How do you determine whether each pair of figures is similar and justify your answer?

triangle PQR, side PR is 3 and angles P and R are both 60 degrees,

triangle GHI, side GH is 7 and angles G and H are both 60 degrees.

Both triangles must be equilateral if two angles are 60 degrees. (The third angle of each triangle must also be 60 in that case)

Since they have different side lengths, and equal angles to each other, they must be similar, but not congruent.

To determine whether each pair of figures is similar, we need to compare their corresponding sides and angles.

For triangle PQR:
- Side PR is given as 3 units.
- Angles P and R are both given as 60 degrees.

For triangle GHI:
- Side GH is given as 7 units.
- Angles G and H are both given as 60 degrees.

To check for similarity, we need to ensure that the corresponding angles are equal and the corresponding sides are proportional.

Comparing the angles:
Since the angles P and R in triangle PQR are both 60 degrees, and the angles G and H in triangle GHI are also both 60 degrees, the corresponding angles are equal.

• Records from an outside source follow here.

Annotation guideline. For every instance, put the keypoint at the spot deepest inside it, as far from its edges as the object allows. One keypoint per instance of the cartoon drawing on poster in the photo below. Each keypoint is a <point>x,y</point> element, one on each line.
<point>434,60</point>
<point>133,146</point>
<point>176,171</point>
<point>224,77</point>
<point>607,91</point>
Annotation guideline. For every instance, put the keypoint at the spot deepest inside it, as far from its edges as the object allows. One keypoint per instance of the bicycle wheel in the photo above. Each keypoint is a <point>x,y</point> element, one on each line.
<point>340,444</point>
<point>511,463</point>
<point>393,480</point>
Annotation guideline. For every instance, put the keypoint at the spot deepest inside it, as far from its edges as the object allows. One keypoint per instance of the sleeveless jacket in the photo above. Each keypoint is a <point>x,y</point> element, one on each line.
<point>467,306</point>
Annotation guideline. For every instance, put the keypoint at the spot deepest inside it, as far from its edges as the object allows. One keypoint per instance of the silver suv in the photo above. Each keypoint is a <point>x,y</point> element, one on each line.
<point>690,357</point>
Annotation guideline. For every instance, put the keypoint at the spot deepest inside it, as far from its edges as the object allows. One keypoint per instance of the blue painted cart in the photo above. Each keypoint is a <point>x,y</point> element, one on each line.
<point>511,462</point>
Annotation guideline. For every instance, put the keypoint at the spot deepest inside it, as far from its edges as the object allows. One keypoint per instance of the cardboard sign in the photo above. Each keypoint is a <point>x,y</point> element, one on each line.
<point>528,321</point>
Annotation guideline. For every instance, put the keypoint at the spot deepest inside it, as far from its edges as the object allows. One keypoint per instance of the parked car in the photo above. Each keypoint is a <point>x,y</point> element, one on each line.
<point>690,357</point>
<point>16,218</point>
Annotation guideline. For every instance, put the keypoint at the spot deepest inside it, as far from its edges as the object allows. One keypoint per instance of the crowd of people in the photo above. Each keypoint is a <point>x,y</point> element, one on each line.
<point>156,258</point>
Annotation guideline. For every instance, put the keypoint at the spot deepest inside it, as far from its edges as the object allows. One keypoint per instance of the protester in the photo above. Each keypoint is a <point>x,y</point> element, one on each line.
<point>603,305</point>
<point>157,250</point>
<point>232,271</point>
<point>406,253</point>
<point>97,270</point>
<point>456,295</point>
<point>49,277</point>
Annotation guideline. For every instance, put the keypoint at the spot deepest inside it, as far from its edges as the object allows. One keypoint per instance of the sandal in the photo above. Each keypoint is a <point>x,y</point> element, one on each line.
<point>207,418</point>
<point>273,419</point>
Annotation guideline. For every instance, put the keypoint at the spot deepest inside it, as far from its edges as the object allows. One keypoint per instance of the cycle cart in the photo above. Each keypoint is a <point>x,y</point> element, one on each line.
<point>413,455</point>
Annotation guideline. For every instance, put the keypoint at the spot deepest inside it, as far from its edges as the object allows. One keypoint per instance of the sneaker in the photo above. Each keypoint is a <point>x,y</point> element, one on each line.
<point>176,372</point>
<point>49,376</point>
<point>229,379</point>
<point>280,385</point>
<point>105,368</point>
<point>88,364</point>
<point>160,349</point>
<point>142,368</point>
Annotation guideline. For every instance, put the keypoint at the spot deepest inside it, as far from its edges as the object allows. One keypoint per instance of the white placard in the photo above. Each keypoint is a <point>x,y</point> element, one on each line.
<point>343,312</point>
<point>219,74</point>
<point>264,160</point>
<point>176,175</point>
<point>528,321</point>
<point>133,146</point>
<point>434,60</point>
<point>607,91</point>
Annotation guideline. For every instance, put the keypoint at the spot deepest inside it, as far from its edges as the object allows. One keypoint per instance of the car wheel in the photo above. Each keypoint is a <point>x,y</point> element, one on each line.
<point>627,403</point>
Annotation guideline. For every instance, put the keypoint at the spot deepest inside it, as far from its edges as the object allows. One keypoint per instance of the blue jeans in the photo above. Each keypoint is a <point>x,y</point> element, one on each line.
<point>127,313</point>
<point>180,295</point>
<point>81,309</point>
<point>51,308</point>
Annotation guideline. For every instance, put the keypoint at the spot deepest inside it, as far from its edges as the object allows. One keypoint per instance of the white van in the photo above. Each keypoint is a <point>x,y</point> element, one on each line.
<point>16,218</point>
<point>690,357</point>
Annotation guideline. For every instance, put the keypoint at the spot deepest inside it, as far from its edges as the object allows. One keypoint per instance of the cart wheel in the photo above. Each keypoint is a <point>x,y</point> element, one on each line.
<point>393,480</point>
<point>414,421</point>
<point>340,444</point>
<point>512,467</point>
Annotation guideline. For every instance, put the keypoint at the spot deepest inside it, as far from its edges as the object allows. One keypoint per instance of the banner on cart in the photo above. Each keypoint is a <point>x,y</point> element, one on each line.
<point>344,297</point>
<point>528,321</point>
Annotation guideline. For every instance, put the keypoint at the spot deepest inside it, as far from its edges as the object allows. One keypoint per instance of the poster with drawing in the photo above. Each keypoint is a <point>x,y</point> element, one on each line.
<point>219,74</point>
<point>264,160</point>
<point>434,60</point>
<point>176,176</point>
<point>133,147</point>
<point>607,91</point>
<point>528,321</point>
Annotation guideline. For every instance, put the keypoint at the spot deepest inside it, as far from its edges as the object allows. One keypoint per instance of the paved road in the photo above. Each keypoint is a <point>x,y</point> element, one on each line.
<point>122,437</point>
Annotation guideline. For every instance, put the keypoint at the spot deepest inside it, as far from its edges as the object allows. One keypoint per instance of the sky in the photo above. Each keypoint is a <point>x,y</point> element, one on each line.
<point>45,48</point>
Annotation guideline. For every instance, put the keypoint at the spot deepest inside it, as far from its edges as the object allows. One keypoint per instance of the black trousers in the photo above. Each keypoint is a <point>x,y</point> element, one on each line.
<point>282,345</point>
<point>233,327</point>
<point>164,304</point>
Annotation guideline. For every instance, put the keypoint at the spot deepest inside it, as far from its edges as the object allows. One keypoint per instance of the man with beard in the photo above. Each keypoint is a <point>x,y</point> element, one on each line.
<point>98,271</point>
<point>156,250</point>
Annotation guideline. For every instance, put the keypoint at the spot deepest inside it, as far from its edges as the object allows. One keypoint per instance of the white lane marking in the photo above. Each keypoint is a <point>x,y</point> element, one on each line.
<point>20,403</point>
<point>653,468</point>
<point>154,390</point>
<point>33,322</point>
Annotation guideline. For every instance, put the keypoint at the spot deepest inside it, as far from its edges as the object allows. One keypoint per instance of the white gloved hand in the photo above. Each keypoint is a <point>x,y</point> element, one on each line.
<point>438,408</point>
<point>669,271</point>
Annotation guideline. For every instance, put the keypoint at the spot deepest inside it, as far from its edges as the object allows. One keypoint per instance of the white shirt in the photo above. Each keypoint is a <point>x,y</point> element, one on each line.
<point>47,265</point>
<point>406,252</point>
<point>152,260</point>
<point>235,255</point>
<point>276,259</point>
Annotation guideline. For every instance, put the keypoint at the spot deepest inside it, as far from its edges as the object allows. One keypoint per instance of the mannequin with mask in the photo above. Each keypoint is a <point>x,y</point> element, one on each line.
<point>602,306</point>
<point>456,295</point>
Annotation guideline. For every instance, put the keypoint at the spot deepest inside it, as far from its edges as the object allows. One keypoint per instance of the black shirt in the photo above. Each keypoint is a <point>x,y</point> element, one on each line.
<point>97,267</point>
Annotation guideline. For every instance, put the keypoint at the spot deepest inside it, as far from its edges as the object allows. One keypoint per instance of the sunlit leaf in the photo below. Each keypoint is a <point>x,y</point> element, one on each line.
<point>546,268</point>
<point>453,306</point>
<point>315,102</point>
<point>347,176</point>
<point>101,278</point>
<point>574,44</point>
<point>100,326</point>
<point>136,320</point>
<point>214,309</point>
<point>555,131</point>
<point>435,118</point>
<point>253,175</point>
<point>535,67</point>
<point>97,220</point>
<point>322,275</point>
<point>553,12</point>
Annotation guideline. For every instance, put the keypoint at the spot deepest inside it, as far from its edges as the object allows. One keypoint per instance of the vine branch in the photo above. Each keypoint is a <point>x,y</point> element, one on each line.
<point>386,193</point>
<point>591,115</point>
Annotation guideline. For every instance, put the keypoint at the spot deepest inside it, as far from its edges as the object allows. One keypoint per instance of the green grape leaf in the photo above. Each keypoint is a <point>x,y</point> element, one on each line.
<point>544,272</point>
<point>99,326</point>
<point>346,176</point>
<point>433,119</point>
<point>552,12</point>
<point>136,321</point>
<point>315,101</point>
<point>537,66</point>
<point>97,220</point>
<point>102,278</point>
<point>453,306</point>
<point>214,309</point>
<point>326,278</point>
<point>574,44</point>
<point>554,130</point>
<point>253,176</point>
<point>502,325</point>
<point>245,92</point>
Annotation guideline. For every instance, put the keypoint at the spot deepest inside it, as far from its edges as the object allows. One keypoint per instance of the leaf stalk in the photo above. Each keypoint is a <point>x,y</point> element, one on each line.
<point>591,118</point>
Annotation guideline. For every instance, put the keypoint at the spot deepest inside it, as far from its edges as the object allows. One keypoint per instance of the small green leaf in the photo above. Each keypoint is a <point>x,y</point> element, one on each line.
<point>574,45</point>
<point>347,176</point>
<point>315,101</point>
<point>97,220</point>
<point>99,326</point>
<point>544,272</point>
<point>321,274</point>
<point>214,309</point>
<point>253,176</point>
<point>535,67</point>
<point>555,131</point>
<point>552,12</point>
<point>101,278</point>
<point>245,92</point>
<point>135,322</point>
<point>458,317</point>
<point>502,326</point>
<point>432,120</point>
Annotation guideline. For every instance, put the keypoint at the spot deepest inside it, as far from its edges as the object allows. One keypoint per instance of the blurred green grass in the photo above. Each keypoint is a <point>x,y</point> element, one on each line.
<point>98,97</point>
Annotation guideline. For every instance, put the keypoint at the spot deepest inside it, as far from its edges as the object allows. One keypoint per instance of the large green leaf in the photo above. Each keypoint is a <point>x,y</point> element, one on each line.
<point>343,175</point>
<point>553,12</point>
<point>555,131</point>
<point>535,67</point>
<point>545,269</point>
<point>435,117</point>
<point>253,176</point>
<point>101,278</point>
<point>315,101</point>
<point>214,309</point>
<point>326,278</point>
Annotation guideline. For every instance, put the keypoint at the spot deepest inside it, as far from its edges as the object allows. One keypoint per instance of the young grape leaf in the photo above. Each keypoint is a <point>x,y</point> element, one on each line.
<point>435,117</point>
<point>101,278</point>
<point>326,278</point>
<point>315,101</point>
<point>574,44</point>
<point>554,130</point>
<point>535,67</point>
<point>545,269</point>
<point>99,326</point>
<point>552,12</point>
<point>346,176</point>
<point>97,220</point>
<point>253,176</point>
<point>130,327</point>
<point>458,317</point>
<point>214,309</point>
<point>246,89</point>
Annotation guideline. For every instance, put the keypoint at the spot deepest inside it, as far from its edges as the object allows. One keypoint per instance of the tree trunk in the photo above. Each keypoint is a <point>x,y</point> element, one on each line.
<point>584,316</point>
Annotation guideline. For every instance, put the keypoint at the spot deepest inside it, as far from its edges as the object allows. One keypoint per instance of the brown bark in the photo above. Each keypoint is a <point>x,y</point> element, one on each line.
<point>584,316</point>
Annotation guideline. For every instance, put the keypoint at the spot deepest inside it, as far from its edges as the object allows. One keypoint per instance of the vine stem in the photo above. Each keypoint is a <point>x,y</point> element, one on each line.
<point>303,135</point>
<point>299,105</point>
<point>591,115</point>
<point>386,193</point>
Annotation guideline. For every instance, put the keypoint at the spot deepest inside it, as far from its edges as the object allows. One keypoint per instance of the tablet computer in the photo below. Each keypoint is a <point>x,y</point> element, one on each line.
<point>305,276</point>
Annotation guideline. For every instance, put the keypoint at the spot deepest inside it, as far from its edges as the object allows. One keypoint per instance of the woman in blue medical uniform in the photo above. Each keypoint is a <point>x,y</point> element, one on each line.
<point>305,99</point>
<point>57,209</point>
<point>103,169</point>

This is a good indication that the triangles could be similar.

Comparing the sides:
To check if the corresponding sides are proportional, we need to calculate the ratio of the sides PR and GH.

Ratio of PR to GH:
PR/GH = 3/7

If the ratio is the same for all the corresponding sides, then the triangles are similar. In this case, we don't have information about the corresponding sides QR and HI. Therefore, we can't determine whether the sides are proportional or not.

To conclude, based on the information given, we can say that there is a possibility that triangle PQR and triangle GHI could be similar. However, we need more information about the other sides (QR and HI) to make a definitive determination.